Headline News

Lulusan PPG Unsika Resmi Disumpah, Rektor: "Ini Bukan Akhir, Tapi Awal Perjuangan"

Foto : Acara pengukuhan sumpah profesi 204 peserta Program Pendidikan Profesi Guru (PPG) di Universitas Singaperbangsa Karawang.

Nuansametro.com- Karawang | Sebanyak 204 peserta Program Pendidikan Profesi Guru (PPG) resmi dikukuhkan sebagai pendidik profesional oleh Universitas Singaperbangsa Karawang (Unsika) dalam acara Pengukuhan Sumpah Profesi yang digelar di Aula Syech Quro, Minggu (31/8). 

Momen ini menjadi tonggak sejarah dalam perjalanan karier para lulusan yang siap mengabdikan diri untuk kemajuan pendidikan Indonesia.

Dalam suasana yang khidmat dan penuh haru, para peserta satu per satu mengucapkan sumpah profesi sebagai bentuk komitmen terhadap tugas mulia seorang guru. 

Acara ini tidak hanya menjadi seremoni formal, tetapi juga simbol tanggung jawab besar yang kini mereka emban: mendidik, membimbing, dan membentuk karakter generasi bangsa.

Rektor Unsika, Prof.

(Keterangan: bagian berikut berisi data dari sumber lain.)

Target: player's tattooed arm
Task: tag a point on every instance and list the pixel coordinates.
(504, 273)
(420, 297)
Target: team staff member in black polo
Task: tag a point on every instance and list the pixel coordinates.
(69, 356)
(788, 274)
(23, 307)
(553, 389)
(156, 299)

Dr. Ade Maman Suherman, S.H., M.Sc., dalam sambutannya menekankan pentingnya peran guru di tengah dinamika zaman yang terus berkembang. 

Ia mengingatkan bahwa kelulusan PPG bukanlah akhir dari perjalanan, melainkan awal dari perjuangan panjang sebagai pendidik.

“Pengukuhan ini bukan sekadar selebrasi, melainkan titik awal perjuangan. Guru harus terus memperkuat diri agar mampu memberikan kontribusi nyata bagi kemajuan pendidikan Indonesia,”ujar Prof. Ade Maman.

Lebih lanjut, ia menegaskan bahwa guru profesional tidak cukup hanya menguasai ilmu di bidangnya, tetapi juga harus memiliki keunggulan dalam empat kompetensi utama: pedagogik, kepribadian, sosial, dan profesional. 

Keempat aspek ini, menurutnya, harus terus diasah agar dapat menjawab berbagai tantangan pendidikan yang semakin kompleks di era digital dan globalisasi.

“Seorang guru sejati adalah pembelajar sepanjang hayat. Jangan pernah berhenti belajar, karena dunia terus berubah dan pendidikan harus menjadi ujung tombak dalam menghadapinya,” tambahnya.

Selain itu, Prof. Ade Maman juga mengajak para lulusan untuk tidak hanya fokus pada transfer ilmu pengetahuan, tetapi juga pada pembentukan karakter peserta didik. 

Menurutnya, kualitas pembelajaran harus berjalan seiring dengan pembentukan akhlak dan moral generasi muda.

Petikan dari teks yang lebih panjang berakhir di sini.